Stoizm İle Kalıcı Başarıya Ulaşmak İster misin?

Stoizm, felsefe akımları içinde teoride kalmayarak hayatın gerçeklerine ve sorunlarına pratik çözümler üreten bir düşünme sistemidir. Epictetus, Seneca ve Marcus Aurelius tarafından ölümsüzleştirilmiştir.

Hayata ve dünyaya kesin bir gerçeklik ve mantık ile ele alma prensibi üzerine kuruldur.

Marcus Aurelius “İnsan kendi zihnine hükmedebilir, dış dünyadaki olayları tam anlamı ile kontrol edemez. Bunu kavrayan ve uygulayanlar muazzam bir güce sahip olur.” der. Marcus Aurelius’ un bu sözü stoizmin bireyin kendine ve bakış açısına olan verdiği değer ile bu uygulama sonucunda ancak güçlenebileceğini net şekilde ortaya koyduğunu söyleyebiliriz.

Marcus Aureliusun bu bilgece söylemini günümüz dünyasında üç kelime haline getirecek olursak buna “etki alanına odaklan” demek çok doğru olacaktır. Aureliusun cümlesini stoizmin tam ortasına oturtan şey ise “kavrama ve uygulama” eylemleridir.

“Etki alanına odaklan” eyleminin hayata geçebilmesi için bireyin ihtiyacı olan üç ana kavram vardır. Bunlar “kabul, analiz ve çözüm” dür. Bu uygulamayı “3+3 ile Stoik Başarı” olarak isimlendiriyorum. Stoizm ile gelen başarı bireyi her alanda donanımlı hale getirmesi ile diğer tüm başarı araçlarından farklılaşmaktadır.

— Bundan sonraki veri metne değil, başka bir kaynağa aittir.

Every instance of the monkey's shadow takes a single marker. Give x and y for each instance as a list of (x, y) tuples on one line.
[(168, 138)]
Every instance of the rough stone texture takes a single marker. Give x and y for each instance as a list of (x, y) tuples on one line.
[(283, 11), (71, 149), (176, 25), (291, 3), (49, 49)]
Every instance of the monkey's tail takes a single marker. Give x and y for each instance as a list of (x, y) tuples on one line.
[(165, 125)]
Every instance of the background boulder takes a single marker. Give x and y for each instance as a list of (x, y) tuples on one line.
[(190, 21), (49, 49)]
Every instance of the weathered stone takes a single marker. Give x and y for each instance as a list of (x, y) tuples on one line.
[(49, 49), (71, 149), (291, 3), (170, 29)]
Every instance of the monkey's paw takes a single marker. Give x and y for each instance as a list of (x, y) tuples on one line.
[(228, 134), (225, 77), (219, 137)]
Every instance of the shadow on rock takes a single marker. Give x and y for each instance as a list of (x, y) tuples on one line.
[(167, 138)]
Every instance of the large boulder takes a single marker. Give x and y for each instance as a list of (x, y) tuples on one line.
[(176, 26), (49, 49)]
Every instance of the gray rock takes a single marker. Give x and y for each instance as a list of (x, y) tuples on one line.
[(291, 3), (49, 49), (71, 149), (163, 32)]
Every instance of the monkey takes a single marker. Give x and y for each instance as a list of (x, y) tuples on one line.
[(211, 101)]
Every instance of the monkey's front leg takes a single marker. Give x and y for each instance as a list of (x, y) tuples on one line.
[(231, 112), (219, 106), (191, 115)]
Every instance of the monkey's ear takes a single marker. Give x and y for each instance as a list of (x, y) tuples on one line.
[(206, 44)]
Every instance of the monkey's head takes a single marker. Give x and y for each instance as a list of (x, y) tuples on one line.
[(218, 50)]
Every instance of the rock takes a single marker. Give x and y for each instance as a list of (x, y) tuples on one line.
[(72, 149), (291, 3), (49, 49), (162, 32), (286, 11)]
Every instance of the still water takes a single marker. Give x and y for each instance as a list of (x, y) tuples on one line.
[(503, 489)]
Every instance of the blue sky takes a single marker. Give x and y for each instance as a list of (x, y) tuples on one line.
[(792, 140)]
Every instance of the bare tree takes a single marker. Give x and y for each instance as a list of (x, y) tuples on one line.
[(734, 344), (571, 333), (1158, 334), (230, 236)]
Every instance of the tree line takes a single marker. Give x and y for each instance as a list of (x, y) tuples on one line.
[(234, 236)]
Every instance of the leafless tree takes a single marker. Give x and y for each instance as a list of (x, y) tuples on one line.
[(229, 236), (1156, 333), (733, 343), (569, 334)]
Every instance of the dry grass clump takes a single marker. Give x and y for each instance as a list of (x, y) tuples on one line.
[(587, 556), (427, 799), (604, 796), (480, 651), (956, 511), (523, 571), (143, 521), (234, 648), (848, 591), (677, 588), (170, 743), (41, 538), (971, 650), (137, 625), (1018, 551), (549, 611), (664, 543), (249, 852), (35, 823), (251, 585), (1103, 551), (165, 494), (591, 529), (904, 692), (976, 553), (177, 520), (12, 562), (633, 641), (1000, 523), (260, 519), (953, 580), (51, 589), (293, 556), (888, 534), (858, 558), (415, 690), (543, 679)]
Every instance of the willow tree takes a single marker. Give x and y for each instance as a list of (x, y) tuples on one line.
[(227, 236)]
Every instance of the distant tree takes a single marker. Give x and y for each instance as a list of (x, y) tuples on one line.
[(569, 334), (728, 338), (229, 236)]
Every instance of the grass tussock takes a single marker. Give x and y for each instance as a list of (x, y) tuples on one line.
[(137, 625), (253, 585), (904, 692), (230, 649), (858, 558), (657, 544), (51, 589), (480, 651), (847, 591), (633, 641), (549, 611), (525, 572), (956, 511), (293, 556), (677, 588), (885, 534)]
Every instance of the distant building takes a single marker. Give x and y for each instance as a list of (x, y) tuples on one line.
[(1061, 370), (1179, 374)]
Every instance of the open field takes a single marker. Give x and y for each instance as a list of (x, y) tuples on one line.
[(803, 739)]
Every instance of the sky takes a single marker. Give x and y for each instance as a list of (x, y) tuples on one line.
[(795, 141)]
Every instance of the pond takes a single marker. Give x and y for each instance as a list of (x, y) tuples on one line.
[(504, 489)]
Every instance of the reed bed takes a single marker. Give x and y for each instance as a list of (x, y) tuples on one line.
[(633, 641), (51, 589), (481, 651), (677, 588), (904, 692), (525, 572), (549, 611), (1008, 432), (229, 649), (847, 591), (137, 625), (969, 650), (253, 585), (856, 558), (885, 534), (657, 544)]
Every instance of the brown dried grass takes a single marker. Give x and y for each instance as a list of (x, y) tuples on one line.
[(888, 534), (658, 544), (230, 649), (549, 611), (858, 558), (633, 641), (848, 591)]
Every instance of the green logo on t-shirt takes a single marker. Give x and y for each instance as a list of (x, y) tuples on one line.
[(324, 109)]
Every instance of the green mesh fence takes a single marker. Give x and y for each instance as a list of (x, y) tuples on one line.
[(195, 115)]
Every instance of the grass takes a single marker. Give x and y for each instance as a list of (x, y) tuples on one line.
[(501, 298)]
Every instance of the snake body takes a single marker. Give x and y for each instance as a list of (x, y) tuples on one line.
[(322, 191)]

3+3 ile stoik başarı nasıl yakalanır?

İlk 3’lü olan kendi alanına odaklanmak eylemi başlı başına bir erdemdir.

“Etki”, bireyin kendi ve çevresiyle ilgili yüksek farkındalığa ulaşmasıdır.

“Alan” ise kendi ve çevresiyle ilgili farkındalığın getirdiği yüksek verim ile neyin etkisinde ya da etkisi dışında olduğunu bilerek alanını doğru belirlemesidir.

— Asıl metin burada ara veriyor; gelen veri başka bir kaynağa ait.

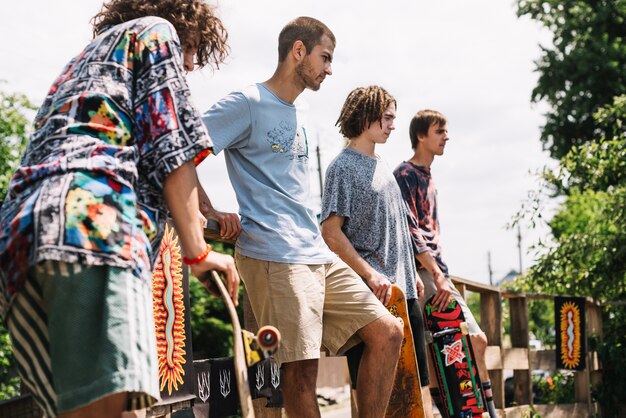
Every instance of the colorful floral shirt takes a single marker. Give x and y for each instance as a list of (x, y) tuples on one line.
[(115, 124), (419, 192)]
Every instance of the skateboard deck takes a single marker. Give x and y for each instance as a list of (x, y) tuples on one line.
[(406, 395), (460, 393)]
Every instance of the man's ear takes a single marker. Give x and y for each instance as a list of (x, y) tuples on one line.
[(298, 50)]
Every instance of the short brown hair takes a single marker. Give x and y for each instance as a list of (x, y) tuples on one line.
[(305, 29), (363, 106), (192, 19), (422, 121)]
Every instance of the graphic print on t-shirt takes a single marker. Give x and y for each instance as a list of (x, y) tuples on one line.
[(289, 141)]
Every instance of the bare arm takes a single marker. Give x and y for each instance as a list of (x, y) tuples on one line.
[(230, 226), (339, 243), (443, 288), (181, 195)]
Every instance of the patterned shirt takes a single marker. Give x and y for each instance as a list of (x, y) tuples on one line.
[(114, 125), (419, 192), (363, 190)]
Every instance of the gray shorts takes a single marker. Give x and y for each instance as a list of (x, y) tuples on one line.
[(430, 290), (80, 333)]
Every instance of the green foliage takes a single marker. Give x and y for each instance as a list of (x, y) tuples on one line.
[(211, 328), (554, 389), (587, 253), (583, 69), (14, 130)]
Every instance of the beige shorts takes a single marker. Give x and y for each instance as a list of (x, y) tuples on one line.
[(430, 290), (311, 305)]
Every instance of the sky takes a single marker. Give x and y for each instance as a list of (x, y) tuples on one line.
[(472, 61)]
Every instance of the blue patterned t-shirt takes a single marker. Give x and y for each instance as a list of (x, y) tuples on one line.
[(114, 125)]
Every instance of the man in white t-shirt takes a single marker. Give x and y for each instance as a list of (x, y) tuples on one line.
[(293, 280)]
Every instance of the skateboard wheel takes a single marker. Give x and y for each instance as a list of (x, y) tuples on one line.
[(268, 338)]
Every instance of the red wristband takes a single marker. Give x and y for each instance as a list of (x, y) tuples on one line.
[(198, 258)]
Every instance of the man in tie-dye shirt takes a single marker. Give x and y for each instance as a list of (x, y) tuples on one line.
[(111, 157), (429, 136)]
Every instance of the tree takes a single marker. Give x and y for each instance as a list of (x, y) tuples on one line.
[(14, 129), (583, 69), (587, 254), (211, 328)]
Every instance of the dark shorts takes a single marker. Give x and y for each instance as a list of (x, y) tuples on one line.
[(417, 327)]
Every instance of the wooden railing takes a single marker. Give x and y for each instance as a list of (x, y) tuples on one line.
[(518, 357), (523, 360)]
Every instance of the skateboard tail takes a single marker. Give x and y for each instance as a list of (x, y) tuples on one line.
[(477, 393), (446, 394)]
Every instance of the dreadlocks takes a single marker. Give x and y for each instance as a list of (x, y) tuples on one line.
[(363, 106), (194, 20)]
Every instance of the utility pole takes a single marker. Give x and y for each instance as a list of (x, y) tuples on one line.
[(489, 268), (519, 248)]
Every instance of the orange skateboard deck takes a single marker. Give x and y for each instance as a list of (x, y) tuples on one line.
[(406, 395)]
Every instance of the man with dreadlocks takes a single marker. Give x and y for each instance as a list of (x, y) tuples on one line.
[(429, 135), (364, 219), (112, 155), (294, 282)]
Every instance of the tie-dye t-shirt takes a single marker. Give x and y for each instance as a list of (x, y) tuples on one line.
[(89, 189), (419, 192)]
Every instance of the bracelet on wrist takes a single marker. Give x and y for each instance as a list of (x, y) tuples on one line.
[(199, 258)]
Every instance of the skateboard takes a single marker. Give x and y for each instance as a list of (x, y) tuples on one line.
[(248, 348), (460, 393), (406, 395)]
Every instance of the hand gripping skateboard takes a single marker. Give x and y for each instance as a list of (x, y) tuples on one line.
[(248, 348), (406, 395), (454, 361)]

“Odak” bölümünde ise “etki” ve “alan” kısımlarını netleştiren bireyin odağına alacak olduğu konu ya da eylemlerin doğru seçimidir. Bir ve ikinci başlıklarda ki yüksek farkındalık “odak” başlığının en doğru seçimi yapmasına olanak sağlayacaktır.

Etki alanına odaklanmanın başlı başına bir kavrayış ve yüksek farkındalık ile uygulamaya geçirilen sistemli bir vizyon olduğunu görüyoruz.

İkinci 3’lü ise “etki alanına odaklan” vizyonunun hayata geçirilmesinde en doğru seçimleri yapmamızı sağlayıp eylemin hayata geçmesinde yolumuzu aydınlatacak üç kavramdır. Birey “kabul” aşamasında kendine yargısız ve kayırmadan objektif bir gözle bakarak kendiyle ilgili her şeyi kabul edebilmelidir ki kendiyle ilgili doğru kararlar verebilsin. Bu farkındalıktan sonra “analiz” ve “çözüm” başlıkları soracak olduğumuz doğru ve güçlü sorular ile mevcut durumu okuyabilme kabiliyetimizin vereceği sonuçlarla şekillenecektir.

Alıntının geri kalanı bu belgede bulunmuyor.